Friday, December 09, 2016

John Glenn Has Died, And Not Only Literally




Former Ohio Senator John Glenn, who died on Thursday, unexpectedly failed miserably in his effort to obtain the Democratic presidential nomination in 1984. Jeff Greenfield remarks

There were important lessons from that failed campaign that resonate—or ought to resonate—today. A candidate without a compelling, thematically consistent message is at an enormous disadvantage. Attributes that political insiders see as powerful assets may turn out to be irrelevant to an electorate looking for something new.

Not only did Glenn lack the "compelling, thematically consistent message" necessary for a presidential nomination, he lacked the character needed, even then, to be win a general election for President. Charlie Pierce comments

In 1984, when John Glenn was preparing to run for president, I sat down in a bar on Beacon Hill in Boston for a chat with one of his chief strategists. This fellow smacked my gob across the room when he said that the campaign was planning to "downplay the hero stuff." My god, I thought. Without The Hero Stuff, Glenn was just a kind of boring old sod from Ohio. Without The Hero Stuff, he wasn't the first American to orbit the Earth. He wasn't the guy who spent the last of those orbits in a tiny spacecraft with a problem the gravity of which the folks on the ground could only guess. Without The Hero Stuff, he wasn't…an astronaut.

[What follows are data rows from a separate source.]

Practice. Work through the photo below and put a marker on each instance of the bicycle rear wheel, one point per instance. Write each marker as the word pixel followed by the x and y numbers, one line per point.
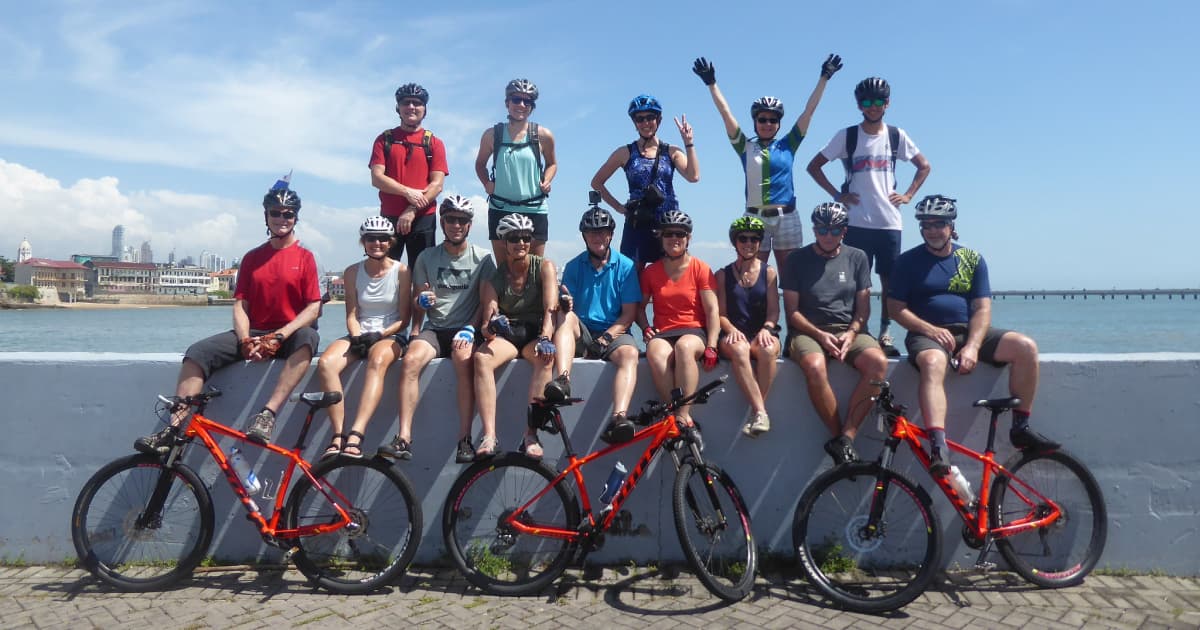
pixel 1063 552
pixel 141 526
pixel 492 555
pixel 383 538
pixel 714 529
pixel 863 564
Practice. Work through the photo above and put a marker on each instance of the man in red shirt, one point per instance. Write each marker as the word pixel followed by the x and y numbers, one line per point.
pixel 408 166
pixel 277 300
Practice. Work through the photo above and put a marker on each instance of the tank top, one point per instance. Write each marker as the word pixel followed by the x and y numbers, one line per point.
pixel 525 306
pixel 377 299
pixel 517 177
pixel 637 174
pixel 747 306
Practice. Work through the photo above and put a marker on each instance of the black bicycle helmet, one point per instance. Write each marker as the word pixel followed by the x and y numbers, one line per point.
pixel 873 88
pixel 767 103
pixel 597 219
pixel 831 214
pixel 936 208
pixel 525 87
pixel 676 219
pixel 412 90
pixel 281 198
pixel 645 102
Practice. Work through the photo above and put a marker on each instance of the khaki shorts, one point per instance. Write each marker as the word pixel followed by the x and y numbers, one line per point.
pixel 802 345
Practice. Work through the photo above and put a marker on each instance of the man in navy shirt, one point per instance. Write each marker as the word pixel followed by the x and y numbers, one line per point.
pixel 600 295
pixel 940 293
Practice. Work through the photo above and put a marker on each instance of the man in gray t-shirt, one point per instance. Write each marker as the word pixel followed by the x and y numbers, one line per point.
pixel 445 281
pixel 827 301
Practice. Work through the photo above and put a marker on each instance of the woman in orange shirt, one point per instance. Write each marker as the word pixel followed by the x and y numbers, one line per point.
pixel 687 319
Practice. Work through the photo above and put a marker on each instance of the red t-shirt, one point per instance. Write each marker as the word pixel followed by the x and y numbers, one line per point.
pixel 677 303
pixel 277 285
pixel 408 166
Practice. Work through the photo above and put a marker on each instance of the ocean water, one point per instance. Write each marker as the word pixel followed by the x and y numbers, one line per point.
pixel 1060 325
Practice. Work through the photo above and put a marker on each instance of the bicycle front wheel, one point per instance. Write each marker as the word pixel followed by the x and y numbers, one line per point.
pixel 714 529
pixel 1063 552
pixel 379 543
pixel 141 526
pixel 491 553
pixel 868 538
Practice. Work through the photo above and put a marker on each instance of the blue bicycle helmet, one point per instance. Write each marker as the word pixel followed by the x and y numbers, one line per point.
pixel 645 102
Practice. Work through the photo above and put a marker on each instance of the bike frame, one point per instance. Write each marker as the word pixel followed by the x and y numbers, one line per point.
pixel 205 429
pixel 901 430
pixel 657 436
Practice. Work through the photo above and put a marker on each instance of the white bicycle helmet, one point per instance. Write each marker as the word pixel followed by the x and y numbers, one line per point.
pixel 676 219
pixel 376 225
pixel 457 203
pixel 514 223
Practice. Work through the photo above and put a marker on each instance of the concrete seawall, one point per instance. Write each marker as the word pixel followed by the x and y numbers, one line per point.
pixel 1133 418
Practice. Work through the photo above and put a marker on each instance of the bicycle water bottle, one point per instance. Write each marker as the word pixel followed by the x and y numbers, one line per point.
pixel 960 484
pixel 615 481
pixel 245 474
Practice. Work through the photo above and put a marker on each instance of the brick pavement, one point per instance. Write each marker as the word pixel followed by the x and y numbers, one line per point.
pixel 52 597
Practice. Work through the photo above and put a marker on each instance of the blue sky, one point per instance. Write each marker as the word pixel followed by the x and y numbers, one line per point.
pixel 1051 123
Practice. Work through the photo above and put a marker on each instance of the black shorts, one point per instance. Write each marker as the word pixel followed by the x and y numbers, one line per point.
pixel 421 237
pixel 225 348
pixel 540 223
pixel 587 336
pixel 917 343
pixel 882 246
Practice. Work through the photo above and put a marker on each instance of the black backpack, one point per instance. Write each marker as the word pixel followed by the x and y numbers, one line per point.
pixel 852 143
pixel 426 143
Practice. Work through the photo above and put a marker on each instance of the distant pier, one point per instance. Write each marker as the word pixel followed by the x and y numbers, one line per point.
pixel 1098 294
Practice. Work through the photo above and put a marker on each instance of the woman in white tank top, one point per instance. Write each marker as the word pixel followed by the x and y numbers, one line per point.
pixel 377 307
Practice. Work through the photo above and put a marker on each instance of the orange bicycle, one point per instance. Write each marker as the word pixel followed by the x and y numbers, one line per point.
pixel 145 521
pixel 513 525
pixel 869 539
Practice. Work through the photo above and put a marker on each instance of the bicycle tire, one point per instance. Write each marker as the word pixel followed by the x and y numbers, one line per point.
pixel 490 555
pixel 724 557
pixel 142 557
pixel 859 570
pixel 379 547
pixel 1062 553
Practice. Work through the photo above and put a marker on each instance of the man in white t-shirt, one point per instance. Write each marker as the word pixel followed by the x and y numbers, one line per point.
pixel 869 151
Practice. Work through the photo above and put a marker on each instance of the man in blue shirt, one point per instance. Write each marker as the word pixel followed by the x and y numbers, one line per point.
pixel 940 293
pixel 600 295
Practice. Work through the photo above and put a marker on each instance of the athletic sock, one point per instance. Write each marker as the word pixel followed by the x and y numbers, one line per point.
pixel 937 439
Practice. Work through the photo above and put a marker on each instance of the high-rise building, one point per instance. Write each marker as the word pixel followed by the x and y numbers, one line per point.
pixel 119 241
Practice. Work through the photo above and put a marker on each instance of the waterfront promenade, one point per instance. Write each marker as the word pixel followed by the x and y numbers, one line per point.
pixel 54 597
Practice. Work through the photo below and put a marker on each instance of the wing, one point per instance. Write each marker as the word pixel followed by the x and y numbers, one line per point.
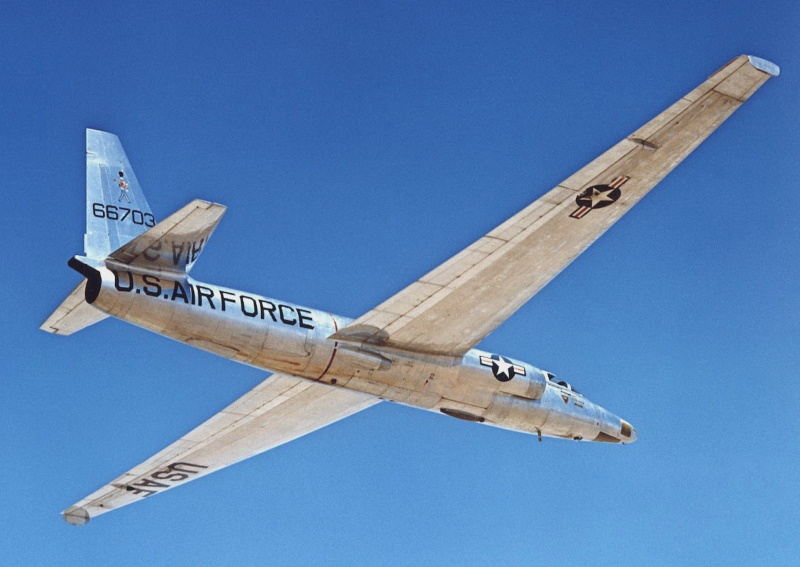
pixel 278 410
pixel 455 306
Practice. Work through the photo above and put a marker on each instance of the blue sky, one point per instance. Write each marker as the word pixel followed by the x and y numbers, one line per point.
pixel 358 145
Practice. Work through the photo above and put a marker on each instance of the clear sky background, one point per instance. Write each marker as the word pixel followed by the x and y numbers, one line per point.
pixel 358 145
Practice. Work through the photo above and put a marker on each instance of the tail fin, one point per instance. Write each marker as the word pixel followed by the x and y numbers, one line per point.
pixel 116 213
pixel 116 209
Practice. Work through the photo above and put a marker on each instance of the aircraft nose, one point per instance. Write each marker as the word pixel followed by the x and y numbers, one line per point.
pixel 628 432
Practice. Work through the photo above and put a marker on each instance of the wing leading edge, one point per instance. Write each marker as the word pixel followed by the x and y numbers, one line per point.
pixel 454 307
pixel 280 409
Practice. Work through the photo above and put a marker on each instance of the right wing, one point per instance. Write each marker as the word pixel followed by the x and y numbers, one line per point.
pixel 278 410
pixel 451 309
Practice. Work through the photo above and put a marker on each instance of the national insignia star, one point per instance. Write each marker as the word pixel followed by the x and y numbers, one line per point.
pixel 502 367
pixel 599 196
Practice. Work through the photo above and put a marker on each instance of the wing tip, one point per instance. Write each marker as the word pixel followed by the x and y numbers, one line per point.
pixel 763 65
pixel 76 516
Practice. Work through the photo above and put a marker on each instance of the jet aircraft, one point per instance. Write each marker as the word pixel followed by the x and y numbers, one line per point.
pixel 416 348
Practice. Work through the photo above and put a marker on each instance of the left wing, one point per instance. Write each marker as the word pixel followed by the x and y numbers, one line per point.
pixel 278 410
pixel 451 309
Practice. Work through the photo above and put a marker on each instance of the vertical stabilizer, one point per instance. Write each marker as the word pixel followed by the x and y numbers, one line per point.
pixel 116 209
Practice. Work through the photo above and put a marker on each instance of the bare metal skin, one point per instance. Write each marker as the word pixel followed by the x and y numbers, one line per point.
pixel 416 348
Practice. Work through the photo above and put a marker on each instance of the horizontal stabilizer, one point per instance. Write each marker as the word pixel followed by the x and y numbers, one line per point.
pixel 73 314
pixel 172 246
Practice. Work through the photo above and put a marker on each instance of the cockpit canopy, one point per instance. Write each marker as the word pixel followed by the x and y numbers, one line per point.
pixel 566 385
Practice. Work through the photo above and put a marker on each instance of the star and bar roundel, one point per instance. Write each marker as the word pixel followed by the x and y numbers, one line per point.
pixel 502 368
pixel 598 196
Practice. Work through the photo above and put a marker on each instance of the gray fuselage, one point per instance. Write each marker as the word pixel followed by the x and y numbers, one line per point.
pixel 283 337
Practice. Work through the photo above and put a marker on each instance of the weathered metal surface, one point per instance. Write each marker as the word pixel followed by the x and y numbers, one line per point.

He would downplay the hero stuff.  Winning presidential candidates are hardly humble, whether like Ronald(6) Wilson(6) Reagan(6) and Bill Clinton they fake humility, or don't even bother, in the manner of George W. Bush, Barack Obama, or Donald J. Trump. It was on May 1, 2003 when President Bush made history for the

first time a sitting president has arrived on the deck of an aircraft carrier by plane. The jet made what is known as a "tailhook" landing, with the plane, traveling about 150 mph, hooking onto the last of four steel wires across the flight deck and coming to a complete stop in less than 400 feet.

The exterior of the four-seat Navy S-3B Viking was marked with "Navy 1" in the back and "George W. Bush Commander-in-Chief" just below the cockpit window. On the plane's tail was the insignia of the squadron, the "Blue Wolves."

Moments after the landing, the president, wearing a green flight suit and holding a white helmet, got off the plane, saluted those on the flight deck and shook hands with them. Above him, the tower was adorned with a big sign that read, "Mission Accomplished."




Pretty bold stuff from a guy who skipped out of his National Guard duty. He was in turn succeeded in office by the guy who on Super Tuesday 2008 declared "change will not come if we wait for some other person or if we wait for some other time. We are the ones we've been waiting for. We are the change that we seek." He defeated a guy who downplayed his heroic military service, which did spare the nation a Vice-President Sarah Palin.






We now have elected as President a man who in the last thirteen months alone, with the eyes of the nation upon him, stated

"I know more about ISIS (the Islamic State militant group) than the generals do. Believe me." 
"Nobody knows jobs like I do."
"I know more about foreign policy than anybody running." 
"Nobody reads the Bible more than me."
"Nobody knows more about trade than me." 
"Nobody knows the (visa) system better than me. I know the H1B. I know the H2B. Nobody knows it better than me."
"I've studied (the Iran deal) in great detail, I would say actually greater by far than anyone else."
"I know more about renewables than any human being on Earth."
"Nobody knows more about taxes than I do — maybe in the history of the world."
"There is nobody who understands the horror of nuclear more than me." 
"I understand money better than anybody,"
"Nobody knows debt better than me."
"Nobody in the history of this country has ever known so much about infrastructure as Donald Trump." 

Donald Trump has shattered all records in the narcissistic sweeptstakes. Although it wasn't as bad in 1984,when  the failure of the self-effacing John Glenn may have foreshadowed a great cultural shift in which voters increasingly to elect candidates with extraordinary egos. And here we are.